Toute l’ardeur de l’activité américaine me semble concentrée dans cette énergique poésie ; mais le plus souvent M. Longfellow se complaît dans une poésie entièrement désintéressée du présent, amoureuse de l’idéal, le poursuivant partout, le cherchant à la manière de Goethe ou de Tieck. La plume spirituelle de M. Chastes a fait connaître le charmant poème d’Evangeline[1], inspiré par Hermann et Dorothée, et qui nous intéresse particulièrement, car il célèbre les malheurs de quelques-uns de ces habitans d’Acadie que se disputaient, se prenaient et se reprenaient tour à tour l’Angleterre et la France, qui, Français d’origine, de mœurs et de langage, furent un jour arrachés violemment et soudainement de leur village par un ordre du gouvernement britannique, séparés les uns des autres et dispersés comme une tribu d’Israël. M. Longfellow vient de publier, sous le titre de Légende dorée (Golden Legend), un poème dramatique qui, certes, ne se rattache en rien à l’Amérique, à la démocratie, au présent, mais qui, du milieu de tout cela, transporte le lecteur en plein moyen âge.
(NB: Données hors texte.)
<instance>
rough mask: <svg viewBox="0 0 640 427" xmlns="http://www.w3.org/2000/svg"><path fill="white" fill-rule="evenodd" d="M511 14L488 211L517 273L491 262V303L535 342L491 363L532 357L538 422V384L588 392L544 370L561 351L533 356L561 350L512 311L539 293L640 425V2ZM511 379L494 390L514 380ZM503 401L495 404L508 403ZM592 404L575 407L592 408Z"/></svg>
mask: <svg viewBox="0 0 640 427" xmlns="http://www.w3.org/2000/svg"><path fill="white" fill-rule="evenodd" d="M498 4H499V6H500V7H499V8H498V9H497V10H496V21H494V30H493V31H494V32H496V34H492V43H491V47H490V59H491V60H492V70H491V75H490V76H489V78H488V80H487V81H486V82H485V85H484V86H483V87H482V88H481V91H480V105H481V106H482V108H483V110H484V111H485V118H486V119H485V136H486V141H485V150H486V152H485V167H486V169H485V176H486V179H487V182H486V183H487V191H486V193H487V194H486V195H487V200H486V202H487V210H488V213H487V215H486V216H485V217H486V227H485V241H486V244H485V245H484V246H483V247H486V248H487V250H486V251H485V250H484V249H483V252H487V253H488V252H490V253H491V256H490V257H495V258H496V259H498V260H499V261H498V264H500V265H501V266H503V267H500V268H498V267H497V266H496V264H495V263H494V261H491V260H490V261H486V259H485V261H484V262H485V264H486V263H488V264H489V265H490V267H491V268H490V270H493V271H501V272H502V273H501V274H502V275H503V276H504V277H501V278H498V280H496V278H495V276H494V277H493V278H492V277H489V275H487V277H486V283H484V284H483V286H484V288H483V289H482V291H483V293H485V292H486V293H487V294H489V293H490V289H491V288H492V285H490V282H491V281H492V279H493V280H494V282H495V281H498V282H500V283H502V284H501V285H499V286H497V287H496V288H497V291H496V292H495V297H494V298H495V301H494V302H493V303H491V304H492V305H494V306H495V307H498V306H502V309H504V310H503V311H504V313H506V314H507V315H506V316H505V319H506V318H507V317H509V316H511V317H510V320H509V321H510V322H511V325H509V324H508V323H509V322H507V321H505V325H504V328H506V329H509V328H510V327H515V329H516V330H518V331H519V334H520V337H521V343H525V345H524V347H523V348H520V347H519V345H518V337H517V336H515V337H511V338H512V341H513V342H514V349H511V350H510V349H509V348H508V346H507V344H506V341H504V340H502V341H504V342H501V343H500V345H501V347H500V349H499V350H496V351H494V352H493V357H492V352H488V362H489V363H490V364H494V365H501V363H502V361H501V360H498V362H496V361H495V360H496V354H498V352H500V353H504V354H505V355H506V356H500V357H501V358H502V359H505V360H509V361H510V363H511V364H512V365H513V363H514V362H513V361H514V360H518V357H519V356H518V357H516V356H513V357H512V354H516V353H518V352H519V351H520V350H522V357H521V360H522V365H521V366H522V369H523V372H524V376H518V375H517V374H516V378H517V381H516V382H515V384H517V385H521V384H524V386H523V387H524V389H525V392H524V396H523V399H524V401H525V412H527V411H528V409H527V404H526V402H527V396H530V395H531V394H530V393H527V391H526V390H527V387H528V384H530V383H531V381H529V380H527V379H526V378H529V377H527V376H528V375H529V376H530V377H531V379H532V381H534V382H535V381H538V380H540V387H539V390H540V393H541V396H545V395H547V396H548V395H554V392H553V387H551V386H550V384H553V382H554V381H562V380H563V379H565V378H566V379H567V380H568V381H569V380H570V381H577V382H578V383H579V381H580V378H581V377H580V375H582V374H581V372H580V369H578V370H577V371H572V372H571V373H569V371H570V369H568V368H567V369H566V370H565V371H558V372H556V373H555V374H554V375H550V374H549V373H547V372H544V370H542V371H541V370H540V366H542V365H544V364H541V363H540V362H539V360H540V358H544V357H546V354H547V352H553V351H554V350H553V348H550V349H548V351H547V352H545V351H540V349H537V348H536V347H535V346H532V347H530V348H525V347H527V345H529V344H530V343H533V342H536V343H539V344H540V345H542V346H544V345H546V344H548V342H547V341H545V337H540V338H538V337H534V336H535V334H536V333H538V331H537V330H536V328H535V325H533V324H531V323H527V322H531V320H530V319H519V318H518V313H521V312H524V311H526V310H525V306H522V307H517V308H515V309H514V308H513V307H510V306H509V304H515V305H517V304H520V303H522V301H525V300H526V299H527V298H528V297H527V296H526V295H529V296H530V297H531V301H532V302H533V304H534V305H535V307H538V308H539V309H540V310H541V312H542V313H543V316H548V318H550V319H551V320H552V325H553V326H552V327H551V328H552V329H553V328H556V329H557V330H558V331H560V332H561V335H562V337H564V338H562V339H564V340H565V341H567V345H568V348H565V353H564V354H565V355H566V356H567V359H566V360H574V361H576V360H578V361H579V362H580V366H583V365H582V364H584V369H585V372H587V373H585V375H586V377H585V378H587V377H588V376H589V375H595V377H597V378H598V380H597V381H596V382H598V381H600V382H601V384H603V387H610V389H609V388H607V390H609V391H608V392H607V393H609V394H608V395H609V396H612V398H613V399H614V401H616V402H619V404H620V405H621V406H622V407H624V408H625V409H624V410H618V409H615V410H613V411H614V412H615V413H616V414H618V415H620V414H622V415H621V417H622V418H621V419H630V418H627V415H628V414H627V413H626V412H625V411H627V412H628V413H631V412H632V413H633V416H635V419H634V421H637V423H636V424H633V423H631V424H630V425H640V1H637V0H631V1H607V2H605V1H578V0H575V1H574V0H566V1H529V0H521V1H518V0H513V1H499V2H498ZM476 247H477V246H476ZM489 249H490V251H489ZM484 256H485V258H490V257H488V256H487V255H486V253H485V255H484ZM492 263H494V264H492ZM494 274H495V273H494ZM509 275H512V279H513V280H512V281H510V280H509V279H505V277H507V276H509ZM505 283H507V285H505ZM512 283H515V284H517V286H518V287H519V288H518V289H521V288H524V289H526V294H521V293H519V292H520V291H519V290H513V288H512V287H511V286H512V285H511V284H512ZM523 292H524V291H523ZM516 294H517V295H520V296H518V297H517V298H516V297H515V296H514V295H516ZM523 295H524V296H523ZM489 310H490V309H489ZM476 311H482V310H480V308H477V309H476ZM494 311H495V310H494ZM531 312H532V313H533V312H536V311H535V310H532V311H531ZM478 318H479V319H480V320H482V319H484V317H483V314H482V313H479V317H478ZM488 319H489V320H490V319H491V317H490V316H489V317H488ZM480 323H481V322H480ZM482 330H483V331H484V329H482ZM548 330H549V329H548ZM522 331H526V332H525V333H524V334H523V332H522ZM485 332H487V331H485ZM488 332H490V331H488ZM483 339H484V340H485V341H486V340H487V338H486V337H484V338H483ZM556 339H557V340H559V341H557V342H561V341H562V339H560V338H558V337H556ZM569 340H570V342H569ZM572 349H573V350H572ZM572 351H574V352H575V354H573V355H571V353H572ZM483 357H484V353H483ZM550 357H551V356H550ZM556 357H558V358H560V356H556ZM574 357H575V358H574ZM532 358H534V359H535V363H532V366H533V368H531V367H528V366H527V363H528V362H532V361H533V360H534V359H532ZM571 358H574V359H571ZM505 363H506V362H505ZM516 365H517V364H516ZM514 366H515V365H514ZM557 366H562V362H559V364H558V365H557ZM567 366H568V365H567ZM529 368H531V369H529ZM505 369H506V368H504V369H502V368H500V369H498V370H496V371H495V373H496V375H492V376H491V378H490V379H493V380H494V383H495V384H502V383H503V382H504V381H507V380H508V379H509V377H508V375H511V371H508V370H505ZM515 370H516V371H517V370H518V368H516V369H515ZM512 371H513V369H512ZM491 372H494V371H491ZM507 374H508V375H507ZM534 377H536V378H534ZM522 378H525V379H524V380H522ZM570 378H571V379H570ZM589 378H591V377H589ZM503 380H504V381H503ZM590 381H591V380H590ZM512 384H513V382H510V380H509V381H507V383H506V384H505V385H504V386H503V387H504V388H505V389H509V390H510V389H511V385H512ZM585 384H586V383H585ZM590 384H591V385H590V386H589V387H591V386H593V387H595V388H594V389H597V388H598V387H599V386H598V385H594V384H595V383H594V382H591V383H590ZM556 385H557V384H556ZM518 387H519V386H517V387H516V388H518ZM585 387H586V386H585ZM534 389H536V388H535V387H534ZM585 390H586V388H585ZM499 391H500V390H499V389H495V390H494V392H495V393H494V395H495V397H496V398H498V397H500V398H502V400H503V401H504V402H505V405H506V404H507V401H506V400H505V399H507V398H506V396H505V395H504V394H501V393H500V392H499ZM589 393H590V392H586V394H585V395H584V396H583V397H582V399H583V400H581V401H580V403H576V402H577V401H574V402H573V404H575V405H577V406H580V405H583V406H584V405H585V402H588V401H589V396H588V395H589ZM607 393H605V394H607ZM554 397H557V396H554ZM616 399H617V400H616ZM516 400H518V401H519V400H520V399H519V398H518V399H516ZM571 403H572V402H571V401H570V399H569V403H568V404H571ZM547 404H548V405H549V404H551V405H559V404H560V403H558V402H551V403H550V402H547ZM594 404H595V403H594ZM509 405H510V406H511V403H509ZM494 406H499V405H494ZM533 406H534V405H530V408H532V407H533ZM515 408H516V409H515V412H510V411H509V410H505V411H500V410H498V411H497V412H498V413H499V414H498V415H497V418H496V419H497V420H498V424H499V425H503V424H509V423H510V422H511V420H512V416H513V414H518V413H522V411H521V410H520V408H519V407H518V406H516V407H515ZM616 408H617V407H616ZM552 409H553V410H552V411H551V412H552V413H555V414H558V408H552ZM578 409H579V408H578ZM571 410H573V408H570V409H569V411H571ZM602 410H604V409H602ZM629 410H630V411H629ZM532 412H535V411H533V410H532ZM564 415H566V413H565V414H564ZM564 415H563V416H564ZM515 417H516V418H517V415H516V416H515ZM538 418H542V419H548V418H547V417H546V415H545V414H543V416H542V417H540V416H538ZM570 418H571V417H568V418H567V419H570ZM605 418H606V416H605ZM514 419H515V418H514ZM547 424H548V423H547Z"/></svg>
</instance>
Rien ne prouve mieux à quel point les progrès naturels de la civilisation et les communications toujours plus faciles et plus fréquentes des États-Unis avec l’Europe tendent à les rapprocher d’elle, que de voir un poète favori du public américain prendre pour sujet d’une œuvre applaudie une légende du moyen âge, de cette époque des sociétés modernes qui est si complètement étrangère aux souvenirs de la société américaine.

  1. Voyez, dans cette Revue, la livraison du 1er  avril 1849.